Outdoor dining could soon become a permanent part of New York City. A City Council bill released on Thursday proposed the city create a licensing structure that would allow restaurants to use outdoor dining structures seasonally, from April through November. It has yet to be approved by Council and is expected to be voted on in June, according to the New York Times.
The bill is a version of the original proposal to make outdoor dining permanent, which was stalled in Council more than a year ago. Restaurants would be required to have a license from the city to participate in outdoor dining and fees will be based on location and square footage. Sidewalk seating would be allowed year-round under the proposal, with fees that are lower than similar licenses before the pandemic.
The bill requires restaurants to dismantle streetside outdoor dining structures during winter months — a blow to operators who poured thousands of dollars into setups they imagined as permanent investments. Quality Branded, the group behind Manhattan restaurants Don Angie and Bad Roman, once estimated it had spent close to $1 million on outdoor dining across the company.
Mayor Eric Adams backed the bill in a written statement on Thursday. “With this bill, we will create a permanent, year-round outdoor dining program that will support our small businesses, create jobs for New Yorkers, and keep our streets and communities vibrant,” he said. The city will continue to remove abandoned dining sheds throughout the city, he said.

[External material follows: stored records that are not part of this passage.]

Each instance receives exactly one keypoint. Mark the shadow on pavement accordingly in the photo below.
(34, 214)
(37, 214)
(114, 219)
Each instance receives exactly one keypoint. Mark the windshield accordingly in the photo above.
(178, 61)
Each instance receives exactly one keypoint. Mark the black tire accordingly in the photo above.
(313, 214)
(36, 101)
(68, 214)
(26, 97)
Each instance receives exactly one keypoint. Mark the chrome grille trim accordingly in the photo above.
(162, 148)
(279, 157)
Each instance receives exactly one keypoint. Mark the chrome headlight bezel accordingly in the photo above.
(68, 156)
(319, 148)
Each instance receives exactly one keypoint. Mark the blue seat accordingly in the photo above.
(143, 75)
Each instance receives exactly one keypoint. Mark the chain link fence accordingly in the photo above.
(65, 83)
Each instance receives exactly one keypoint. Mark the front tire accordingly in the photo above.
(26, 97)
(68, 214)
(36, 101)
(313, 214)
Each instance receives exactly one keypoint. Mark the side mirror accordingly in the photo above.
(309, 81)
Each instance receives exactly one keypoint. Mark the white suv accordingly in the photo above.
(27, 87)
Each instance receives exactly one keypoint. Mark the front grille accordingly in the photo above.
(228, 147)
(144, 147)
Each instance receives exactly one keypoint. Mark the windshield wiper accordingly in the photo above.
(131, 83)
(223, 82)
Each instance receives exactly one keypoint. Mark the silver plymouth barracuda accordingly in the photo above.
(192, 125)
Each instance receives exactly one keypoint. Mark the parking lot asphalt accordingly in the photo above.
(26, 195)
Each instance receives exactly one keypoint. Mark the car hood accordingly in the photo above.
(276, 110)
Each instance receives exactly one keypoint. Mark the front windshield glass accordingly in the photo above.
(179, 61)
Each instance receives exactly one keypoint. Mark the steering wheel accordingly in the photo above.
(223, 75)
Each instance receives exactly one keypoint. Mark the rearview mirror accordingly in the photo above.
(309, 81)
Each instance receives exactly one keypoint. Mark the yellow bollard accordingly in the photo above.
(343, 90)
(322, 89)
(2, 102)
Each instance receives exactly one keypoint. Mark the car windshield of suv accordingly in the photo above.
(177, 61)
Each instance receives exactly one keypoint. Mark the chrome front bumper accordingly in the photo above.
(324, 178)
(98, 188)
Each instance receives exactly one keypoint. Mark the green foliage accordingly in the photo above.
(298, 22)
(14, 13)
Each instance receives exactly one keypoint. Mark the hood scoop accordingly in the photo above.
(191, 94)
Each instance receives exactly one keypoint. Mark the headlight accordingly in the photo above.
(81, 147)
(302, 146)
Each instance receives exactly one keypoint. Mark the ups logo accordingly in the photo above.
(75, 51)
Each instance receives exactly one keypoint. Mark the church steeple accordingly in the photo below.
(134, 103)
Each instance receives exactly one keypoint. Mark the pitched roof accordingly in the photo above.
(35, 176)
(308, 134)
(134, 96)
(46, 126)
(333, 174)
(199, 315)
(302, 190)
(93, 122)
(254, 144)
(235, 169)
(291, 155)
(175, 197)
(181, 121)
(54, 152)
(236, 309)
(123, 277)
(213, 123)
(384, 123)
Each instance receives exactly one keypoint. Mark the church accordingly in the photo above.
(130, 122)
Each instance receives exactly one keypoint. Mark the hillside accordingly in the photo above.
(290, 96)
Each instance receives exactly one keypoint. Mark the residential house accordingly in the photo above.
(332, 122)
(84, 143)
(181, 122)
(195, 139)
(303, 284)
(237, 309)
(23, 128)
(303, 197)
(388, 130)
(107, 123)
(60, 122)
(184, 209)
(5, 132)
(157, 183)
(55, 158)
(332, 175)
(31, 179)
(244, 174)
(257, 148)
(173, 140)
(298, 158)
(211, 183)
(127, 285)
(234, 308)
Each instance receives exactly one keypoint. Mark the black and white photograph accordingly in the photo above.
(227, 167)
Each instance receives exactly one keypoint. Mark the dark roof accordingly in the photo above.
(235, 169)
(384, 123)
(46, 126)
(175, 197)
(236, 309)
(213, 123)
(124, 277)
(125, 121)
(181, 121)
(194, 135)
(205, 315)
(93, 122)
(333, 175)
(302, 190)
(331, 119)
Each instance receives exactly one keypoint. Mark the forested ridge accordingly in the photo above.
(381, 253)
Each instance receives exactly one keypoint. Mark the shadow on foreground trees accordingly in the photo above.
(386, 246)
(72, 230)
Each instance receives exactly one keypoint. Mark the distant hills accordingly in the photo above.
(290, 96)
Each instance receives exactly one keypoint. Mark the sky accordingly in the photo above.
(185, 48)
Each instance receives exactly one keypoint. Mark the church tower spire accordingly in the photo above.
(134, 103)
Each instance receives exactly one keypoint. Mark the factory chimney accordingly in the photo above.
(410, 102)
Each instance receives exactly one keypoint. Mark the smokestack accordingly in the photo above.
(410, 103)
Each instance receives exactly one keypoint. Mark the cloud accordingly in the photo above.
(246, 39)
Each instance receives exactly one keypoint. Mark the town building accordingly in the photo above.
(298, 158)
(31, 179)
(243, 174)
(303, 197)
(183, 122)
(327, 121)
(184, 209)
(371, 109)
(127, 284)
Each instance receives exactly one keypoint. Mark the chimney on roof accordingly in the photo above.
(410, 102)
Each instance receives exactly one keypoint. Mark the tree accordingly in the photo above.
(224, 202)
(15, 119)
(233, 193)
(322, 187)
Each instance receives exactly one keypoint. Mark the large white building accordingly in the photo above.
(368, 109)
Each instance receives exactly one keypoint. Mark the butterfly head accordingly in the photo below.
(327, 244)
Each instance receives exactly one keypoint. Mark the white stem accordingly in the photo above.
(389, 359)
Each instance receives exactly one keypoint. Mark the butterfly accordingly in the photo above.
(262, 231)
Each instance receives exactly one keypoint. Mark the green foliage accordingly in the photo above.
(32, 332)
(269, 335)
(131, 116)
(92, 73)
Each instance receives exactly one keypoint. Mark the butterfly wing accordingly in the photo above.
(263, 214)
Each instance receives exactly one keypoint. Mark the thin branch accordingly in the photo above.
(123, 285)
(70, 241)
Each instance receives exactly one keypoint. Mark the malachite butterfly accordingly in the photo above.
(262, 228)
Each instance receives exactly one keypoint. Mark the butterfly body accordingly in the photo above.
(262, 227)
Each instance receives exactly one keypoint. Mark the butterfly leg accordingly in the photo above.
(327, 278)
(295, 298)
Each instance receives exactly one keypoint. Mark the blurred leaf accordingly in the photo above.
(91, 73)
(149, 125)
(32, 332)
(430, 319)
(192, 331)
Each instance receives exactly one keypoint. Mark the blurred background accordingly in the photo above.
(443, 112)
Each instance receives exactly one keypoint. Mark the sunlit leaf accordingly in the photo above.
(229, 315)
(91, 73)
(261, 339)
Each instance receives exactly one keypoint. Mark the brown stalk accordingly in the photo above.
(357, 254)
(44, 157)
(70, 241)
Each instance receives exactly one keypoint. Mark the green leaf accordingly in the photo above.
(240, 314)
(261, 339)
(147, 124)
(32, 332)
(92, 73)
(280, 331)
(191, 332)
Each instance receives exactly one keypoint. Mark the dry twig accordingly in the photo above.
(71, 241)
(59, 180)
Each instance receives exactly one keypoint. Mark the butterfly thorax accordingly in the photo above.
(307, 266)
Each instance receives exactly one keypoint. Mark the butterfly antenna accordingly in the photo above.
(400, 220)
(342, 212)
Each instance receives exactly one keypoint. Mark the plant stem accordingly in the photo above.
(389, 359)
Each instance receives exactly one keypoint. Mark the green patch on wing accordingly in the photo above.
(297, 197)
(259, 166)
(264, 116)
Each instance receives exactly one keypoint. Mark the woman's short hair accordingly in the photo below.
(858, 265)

Outdoor dining started as a temporary emergency measure in June 2020, after the coronavirus shut down restaurants for indoor dining. Since then, it has been extended multiple times in light of its popularity with customers and restaurant operators.

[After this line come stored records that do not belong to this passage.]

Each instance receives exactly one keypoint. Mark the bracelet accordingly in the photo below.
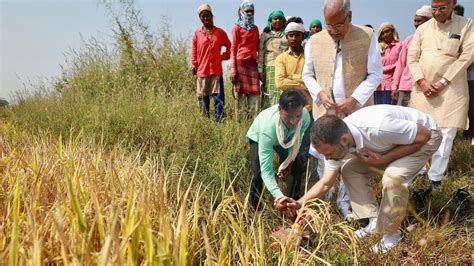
(444, 81)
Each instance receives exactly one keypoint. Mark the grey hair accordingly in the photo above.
(344, 4)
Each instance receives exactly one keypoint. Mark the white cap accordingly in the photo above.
(424, 11)
(293, 26)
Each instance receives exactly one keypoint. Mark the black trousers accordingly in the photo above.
(298, 170)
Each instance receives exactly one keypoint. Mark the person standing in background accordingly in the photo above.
(439, 55)
(402, 82)
(469, 133)
(272, 43)
(342, 70)
(315, 26)
(206, 60)
(243, 62)
(390, 48)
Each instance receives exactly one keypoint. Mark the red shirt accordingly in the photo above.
(206, 54)
(244, 45)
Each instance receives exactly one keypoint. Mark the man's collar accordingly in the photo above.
(449, 20)
(290, 51)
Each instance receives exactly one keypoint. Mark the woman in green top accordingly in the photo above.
(272, 43)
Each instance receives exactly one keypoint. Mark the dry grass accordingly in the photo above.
(72, 202)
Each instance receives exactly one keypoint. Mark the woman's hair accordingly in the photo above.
(291, 99)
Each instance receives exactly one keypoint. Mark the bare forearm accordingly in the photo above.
(321, 187)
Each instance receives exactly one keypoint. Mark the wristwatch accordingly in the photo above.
(444, 82)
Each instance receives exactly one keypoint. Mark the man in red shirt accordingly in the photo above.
(206, 59)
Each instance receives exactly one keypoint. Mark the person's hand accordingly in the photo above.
(394, 95)
(427, 89)
(327, 101)
(288, 206)
(283, 174)
(233, 78)
(437, 88)
(369, 157)
(347, 106)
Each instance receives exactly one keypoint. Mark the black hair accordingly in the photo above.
(328, 129)
(459, 10)
(292, 99)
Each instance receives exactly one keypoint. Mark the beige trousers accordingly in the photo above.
(396, 179)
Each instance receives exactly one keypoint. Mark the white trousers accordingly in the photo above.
(440, 159)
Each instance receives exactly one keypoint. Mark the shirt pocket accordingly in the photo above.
(451, 47)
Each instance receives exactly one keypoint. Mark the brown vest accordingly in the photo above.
(355, 50)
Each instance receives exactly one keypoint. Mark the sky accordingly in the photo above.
(36, 35)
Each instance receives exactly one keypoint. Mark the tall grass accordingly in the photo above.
(82, 204)
(113, 164)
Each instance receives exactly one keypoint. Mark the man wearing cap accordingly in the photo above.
(288, 69)
(289, 64)
(402, 82)
(206, 60)
(438, 57)
(315, 26)
(343, 67)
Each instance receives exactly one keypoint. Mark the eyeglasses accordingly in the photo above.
(439, 8)
(337, 26)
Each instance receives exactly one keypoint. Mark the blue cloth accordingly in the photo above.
(382, 97)
(246, 19)
(219, 100)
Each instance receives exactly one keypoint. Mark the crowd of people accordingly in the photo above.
(343, 101)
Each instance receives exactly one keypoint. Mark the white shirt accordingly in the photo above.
(365, 89)
(380, 128)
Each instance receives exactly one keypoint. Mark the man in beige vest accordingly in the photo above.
(342, 69)
(440, 53)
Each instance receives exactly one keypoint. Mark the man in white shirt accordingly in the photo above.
(343, 67)
(394, 140)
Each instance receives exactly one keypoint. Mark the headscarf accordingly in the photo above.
(424, 11)
(276, 13)
(386, 26)
(204, 7)
(245, 20)
(293, 26)
(315, 21)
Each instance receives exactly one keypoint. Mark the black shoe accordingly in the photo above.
(435, 184)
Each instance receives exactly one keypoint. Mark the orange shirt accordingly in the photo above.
(244, 45)
(206, 54)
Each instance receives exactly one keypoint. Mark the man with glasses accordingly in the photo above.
(438, 58)
(342, 69)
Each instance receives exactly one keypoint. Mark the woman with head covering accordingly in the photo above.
(315, 26)
(390, 48)
(271, 44)
(243, 61)
(206, 60)
(402, 82)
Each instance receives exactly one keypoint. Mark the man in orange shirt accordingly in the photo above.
(206, 59)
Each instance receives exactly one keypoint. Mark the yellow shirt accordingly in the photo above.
(288, 70)
(443, 50)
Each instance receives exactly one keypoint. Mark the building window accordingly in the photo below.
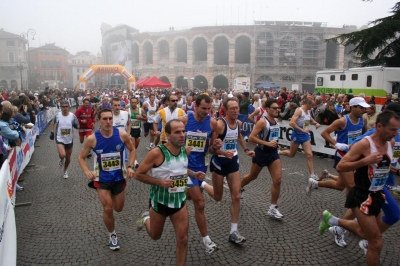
(11, 57)
(369, 81)
(10, 43)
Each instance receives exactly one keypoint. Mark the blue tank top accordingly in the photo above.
(198, 141)
(108, 162)
(351, 131)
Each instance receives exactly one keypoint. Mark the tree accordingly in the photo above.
(383, 38)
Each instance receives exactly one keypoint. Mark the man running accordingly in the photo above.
(198, 134)
(108, 178)
(370, 158)
(151, 108)
(64, 123)
(85, 115)
(168, 178)
(225, 162)
(136, 115)
(266, 134)
(300, 123)
(166, 114)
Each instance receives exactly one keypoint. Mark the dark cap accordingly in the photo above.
(395, 107)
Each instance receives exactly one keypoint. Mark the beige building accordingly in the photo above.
(287, 53)
(13, 62)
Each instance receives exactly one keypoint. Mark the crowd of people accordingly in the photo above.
(192, 132)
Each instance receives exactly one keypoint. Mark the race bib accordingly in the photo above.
(135, 124)
(396, 152)
(65, 132)
(196, 141)
(352, 135)
(380, 177)
(111, 161)
(274, 133)
(179, 184)
(306, 124)
(230, 143)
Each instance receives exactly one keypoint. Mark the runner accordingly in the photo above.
(266, 134)
(108, 178)
(64, 122)
(136, 115)
(198, 133)
(168, 178)
(370, 159)
(86, 120)
(225, 162)
(300, 123)
(166, 114)
(151, 108)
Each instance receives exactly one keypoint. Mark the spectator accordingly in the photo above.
(244, 104)
(23, 116)
(370, 116)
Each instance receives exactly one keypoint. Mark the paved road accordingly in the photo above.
(64, 226)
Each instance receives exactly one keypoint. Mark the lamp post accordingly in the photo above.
(20, 67)
(26, 35)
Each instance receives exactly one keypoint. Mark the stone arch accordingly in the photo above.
(200, 82)
(163, 51)
(165, 79)
(147, 53)
(135, 53)
(263, 78)
(199, 46)
(180, 46)
(309, 79)
(221, 50)
(220, 82)
(181, 83)
(242, 49)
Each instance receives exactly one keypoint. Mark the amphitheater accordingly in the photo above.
(287, 53)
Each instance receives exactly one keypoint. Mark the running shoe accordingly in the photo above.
(236, 238)
(114, 245)
(364, 246)
(314, 176)
(273, 212)
(324, 224)
(61, 163)
(210, 246)
(312, 184)
(141, 222)
(338, 232)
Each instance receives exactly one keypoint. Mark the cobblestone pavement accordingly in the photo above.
(63, 225)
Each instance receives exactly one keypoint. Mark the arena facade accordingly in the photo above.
(287, 53)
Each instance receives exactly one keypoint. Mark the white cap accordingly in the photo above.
(359, 101)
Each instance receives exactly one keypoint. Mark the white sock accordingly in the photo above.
(333, 220)
(205, 239)
(233, 227)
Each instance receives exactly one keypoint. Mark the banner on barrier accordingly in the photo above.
(318, 143)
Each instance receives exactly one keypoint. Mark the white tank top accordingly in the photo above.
(120, 121)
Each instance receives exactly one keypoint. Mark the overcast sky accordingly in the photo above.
(75, 24)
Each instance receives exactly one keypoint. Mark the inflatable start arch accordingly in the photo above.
(106, 69)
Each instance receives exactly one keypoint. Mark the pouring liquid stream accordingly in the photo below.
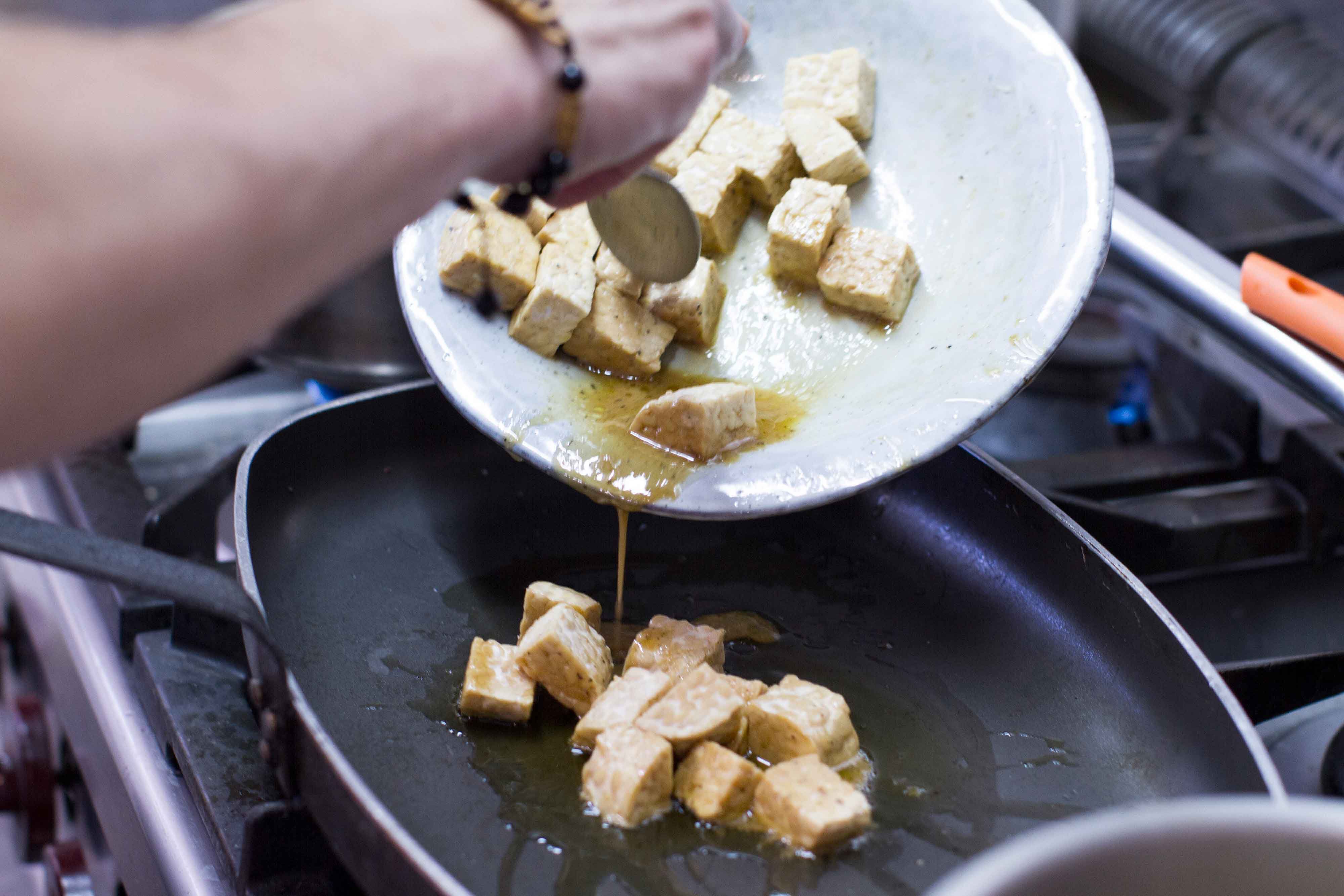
(623, 522)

Supporters of the program say it served as a financial lifeline for restaurants at the height of the pandemic and helped bring al fresco dining to more parts of the city. The Bronx now has at least 650 sidewalk cafes, up from 30 before the pandemic, according to one report from the Times.

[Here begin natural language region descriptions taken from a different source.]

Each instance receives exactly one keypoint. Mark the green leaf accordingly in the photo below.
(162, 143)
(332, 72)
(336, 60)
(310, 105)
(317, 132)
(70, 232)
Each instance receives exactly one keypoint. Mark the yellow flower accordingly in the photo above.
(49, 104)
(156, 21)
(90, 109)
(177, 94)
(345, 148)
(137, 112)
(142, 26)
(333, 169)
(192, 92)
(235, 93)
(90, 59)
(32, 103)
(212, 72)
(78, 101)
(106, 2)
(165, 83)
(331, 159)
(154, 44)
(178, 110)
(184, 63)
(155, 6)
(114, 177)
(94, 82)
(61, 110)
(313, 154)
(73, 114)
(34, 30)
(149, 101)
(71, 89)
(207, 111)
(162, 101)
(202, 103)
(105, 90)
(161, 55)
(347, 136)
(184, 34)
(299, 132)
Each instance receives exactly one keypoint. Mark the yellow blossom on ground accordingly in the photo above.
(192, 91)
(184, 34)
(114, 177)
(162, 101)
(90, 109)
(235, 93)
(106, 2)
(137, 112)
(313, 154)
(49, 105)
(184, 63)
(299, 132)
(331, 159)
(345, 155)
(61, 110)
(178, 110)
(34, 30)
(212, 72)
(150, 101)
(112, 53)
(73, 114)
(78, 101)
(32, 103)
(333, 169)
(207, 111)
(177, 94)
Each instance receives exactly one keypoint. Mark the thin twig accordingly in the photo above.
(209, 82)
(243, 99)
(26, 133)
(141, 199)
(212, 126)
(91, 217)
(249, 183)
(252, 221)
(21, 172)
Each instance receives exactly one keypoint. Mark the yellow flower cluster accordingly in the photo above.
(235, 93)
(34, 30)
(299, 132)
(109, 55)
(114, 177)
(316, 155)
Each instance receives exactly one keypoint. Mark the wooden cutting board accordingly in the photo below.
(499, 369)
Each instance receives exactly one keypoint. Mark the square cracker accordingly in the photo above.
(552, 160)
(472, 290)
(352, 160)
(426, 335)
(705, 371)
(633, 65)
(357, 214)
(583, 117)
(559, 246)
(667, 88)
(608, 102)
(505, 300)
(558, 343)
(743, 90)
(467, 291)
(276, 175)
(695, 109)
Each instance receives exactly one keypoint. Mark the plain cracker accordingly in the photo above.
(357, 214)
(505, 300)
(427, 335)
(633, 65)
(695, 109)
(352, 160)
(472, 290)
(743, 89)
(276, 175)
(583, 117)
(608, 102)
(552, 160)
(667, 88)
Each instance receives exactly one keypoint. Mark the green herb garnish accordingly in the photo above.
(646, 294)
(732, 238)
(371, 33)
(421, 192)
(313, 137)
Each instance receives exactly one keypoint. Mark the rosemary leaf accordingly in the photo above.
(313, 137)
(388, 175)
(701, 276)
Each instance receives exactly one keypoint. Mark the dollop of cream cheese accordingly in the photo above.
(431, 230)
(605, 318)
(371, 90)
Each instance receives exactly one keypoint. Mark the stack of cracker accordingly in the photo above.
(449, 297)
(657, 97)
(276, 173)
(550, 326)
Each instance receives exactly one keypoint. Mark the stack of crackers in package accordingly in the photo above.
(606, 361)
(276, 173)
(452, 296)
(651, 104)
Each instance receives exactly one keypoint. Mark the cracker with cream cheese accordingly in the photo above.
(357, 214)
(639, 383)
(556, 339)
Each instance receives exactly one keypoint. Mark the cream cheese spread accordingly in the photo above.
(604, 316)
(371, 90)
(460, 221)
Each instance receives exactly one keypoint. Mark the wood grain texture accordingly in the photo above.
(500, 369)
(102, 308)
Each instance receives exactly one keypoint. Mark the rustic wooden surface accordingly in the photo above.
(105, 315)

Its opponents have raised concerns that range from pollution and noise to pedestrian access and parking. In Manhattan, outdoor dining structures became a lightning rod for debates over who has ownership of streets and sidewalks. Protesters filed lawsuits against city officials and flooded community board hearings to make themselves heard.
Open Restaurants lists more than 12,000 participants in the five boroughs, and city officials have claimed that 100,000 jobs were saved as a result of the program.